[NCLUG] autofs behaviour

Mon Jul 14 16:57:19 MDT 2008

On Jul 11, 2008, at 9:29 AM, Michael Coffman wrote:
> I have a question about the behaviour of autofs.  It seems like it is
> very easy to hit a situation where autofs will unmount a file system
> and an active process will lose access to a file and fail to read it.
> This seems to happen with both direct and indirect mapping.
>
> Specifics about what I am running:
>
>   autofs-4.1.3-199.3
>   kernel - 2.6.9-55.ELsmp
>   arch - x86_64
>   OS - Red Hat Enterprise Linux WS release 4 (Nahant Update 5
>
> autofs is configured to use the defaults and has host mapping
> enabled.  When I run the following simple test:
>
>  date;while [[ -r /net/hostname/test ]]; do :; done; date
>
> command output:
>  Fri Jul 11 09:02:46 MDT 2008
>  Fri Jul 11 09:03:59 MDT 2008
> command output run 2:
>  Fri Jul 11 09:11:42 MDT 2008
>  Fri Jul 11 09:12:45 MDT 2008
>
> As you can see, I lose read access typically shortly after the mount  
> is supposed to time out.
>
> I believe that after the timeout, autofs tries to unmount file  
> systems and if they are busy, resets the timeout counter and  
> remounts any unmounted mount points if it is a host map.
>
> But in general, I would think that I should never lose read access  
> to the
> file.  Shouldn't autofs just remount it if it has been unmounted?
>
> Anyone have any insight?
>
> BTW: am-utils (amd) does not behave this way.  I am guessing this
>     has to do with the fact that it runs in user space.
>
> -- 
> -MichaelC

I'm going to cross-post something from a LOPSA mailing list that may  
be relevant to this  - at the least I found it interesting so I'm  
going to share it here.  Short form is that the interaction of autofs  
and soft mounts creates some quirky behavior that could possibly  
explain what you are seeing.

Neil Neely
http://neil-neely.blogspot.com

Discussion from lopsa-tech mailing list follows:

On Jul 14, 2008, at 4:43 PM, rackow at mcs.anl.gov wrote:
> How are you doing your mounts?  Are they hard or soft mounts?  From
> your description, I presume it's a soft mount.

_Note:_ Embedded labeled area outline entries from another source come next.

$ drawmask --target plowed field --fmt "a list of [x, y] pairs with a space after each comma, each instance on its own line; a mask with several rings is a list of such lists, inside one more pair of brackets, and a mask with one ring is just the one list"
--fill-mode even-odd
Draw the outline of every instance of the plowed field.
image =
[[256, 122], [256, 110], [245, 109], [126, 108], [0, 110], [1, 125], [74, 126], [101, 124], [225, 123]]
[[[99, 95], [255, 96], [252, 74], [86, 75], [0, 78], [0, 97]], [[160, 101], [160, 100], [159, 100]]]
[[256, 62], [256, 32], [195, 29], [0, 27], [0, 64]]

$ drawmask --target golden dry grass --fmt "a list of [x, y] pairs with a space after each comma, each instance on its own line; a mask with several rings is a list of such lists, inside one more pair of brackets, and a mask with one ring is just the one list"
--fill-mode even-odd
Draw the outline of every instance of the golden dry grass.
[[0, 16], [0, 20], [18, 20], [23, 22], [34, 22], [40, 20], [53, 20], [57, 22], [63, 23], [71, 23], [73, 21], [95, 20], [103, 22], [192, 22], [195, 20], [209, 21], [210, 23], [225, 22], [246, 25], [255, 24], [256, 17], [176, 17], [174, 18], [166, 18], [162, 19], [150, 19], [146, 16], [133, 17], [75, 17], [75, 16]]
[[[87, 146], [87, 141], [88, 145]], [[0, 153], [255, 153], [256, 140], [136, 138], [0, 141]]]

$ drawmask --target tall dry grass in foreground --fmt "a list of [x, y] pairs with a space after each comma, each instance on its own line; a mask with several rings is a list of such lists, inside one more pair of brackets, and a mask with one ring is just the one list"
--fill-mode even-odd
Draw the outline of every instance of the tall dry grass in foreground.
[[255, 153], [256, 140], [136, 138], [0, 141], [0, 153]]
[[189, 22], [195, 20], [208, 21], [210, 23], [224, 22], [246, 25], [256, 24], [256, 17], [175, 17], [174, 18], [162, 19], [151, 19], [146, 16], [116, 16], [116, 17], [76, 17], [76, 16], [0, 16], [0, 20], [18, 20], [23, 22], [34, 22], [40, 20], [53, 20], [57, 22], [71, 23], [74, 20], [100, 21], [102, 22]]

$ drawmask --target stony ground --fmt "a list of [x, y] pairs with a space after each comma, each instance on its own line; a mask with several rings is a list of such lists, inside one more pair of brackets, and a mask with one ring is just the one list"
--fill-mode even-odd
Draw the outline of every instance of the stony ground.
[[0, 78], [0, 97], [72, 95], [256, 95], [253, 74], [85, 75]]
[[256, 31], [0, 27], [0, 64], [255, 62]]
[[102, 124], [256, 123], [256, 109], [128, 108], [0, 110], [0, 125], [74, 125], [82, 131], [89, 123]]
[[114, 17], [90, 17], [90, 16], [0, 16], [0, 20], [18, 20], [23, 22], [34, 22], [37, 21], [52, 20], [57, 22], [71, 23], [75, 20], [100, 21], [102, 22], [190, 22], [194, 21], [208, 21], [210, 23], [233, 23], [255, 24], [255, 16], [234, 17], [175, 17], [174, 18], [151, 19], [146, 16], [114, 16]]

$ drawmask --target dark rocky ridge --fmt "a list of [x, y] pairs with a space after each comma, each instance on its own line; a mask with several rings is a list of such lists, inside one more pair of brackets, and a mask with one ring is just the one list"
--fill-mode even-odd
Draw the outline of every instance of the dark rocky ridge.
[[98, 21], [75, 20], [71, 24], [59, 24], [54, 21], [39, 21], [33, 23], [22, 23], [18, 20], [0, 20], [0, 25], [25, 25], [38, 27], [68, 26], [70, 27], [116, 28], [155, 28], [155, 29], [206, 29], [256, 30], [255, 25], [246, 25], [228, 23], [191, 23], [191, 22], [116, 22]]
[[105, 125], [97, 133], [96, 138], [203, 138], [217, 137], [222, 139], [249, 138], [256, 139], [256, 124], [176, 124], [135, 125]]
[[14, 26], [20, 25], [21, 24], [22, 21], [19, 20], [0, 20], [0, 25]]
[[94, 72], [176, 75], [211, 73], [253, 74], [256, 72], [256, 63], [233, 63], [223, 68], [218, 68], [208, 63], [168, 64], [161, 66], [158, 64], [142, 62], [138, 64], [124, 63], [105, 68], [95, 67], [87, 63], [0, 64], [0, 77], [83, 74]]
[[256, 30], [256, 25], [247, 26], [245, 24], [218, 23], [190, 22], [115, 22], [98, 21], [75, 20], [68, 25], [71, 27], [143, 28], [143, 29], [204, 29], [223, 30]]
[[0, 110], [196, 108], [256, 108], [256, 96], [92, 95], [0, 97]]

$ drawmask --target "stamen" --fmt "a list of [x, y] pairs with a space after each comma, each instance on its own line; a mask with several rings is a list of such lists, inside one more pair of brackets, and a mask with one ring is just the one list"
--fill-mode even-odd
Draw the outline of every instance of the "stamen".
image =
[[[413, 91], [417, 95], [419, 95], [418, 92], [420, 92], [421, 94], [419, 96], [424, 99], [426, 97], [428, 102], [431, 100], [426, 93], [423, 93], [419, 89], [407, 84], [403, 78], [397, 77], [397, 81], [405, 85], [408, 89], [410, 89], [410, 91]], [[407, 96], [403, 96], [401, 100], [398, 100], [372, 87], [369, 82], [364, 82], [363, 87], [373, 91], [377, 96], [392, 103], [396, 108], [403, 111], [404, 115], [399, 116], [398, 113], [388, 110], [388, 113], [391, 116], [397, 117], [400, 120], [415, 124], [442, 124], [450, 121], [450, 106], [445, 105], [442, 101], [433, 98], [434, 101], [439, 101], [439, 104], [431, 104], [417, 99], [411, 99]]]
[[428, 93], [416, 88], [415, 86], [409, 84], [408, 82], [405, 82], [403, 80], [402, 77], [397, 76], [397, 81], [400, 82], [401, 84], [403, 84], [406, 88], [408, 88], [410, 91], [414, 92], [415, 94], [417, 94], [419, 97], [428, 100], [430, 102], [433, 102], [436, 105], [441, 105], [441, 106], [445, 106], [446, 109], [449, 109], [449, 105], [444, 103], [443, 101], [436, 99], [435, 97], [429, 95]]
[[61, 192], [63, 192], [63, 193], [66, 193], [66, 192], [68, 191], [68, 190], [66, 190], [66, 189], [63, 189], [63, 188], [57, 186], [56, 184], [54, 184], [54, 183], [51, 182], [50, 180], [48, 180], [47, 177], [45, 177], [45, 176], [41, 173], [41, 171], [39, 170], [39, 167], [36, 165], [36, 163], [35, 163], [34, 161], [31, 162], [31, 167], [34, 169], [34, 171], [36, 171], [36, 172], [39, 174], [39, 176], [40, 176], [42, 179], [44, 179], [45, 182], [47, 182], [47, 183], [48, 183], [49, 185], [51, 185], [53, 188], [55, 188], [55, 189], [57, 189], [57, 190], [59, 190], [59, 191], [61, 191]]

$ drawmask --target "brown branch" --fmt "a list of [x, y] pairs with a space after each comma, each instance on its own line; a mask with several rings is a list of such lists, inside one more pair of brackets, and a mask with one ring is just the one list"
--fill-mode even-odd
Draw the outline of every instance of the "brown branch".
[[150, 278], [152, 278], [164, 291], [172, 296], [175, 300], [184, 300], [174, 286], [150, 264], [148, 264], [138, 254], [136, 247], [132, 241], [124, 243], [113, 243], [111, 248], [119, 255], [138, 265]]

This tends to cause
> these kinds of problems.  With a hard mount, you get a return of
> true/false on the existance of a file.  With a soft-mount,
> you get true/false/wait-a-bit.  I know these are not the right
> terms, but you get the idea.  The problem is that most tools do
> not understand that 3rd return state, so treat is as a false/failure
> and strange things happen.  When you retry, the mount has now
> completed, so you are back to the true/false realm of states.
>
> I've run into more problems with "soft-mounts" because of this
> that I'll never use them on a system I manage.  While I can
> see some value in not hanging a system waiting for a mount to
> complete, it really doesn't overcome the problems it causes
> with things like this.
>
> -_Gene
>
>
> "Derek J. Balling" made the following keystrokes:
>> I've been seeing this phenomenon for a while now, but can't figure  
>> out
>> what setting I need to tweak to make it not be a problem.
>>
>> We're using autofs/NFS for our home directories on CentOS (RHEL) 5.1.
>> If I SSH into my home directory (using SSH keys), INITIALLY the key-
>> use will fail and it will fall back to my password. But then that
>> attempt to read my keyfile has triggered the NFS mount, and any
>> subsequent attempts will succeed.
>>
>> Likewise if we try to run shell scripts that are in /mnt/scripts/
>> foo.sh... the first time we issue the command we'll get a file not
>> found, and then if we simply hit up-arrow and do it again, it works
>> fine.
>>
>> It's especially problematic in scripts. I've taken to doing stupid
>> hacks like:
>>
>>  ls /mnt/scripts 2>/dev/null 1>/dev/null ; /mnt/scripts/
>> scriptName.sh arg1 arg2
>>
>> Just to force the autofs to "fail" on my ls and then have it around
>> for the script that has to get called.
>>
>> Is there some setting somewhere I need to tweak? Has anyone seen this
>> before?
>>
>> cheers,
>> D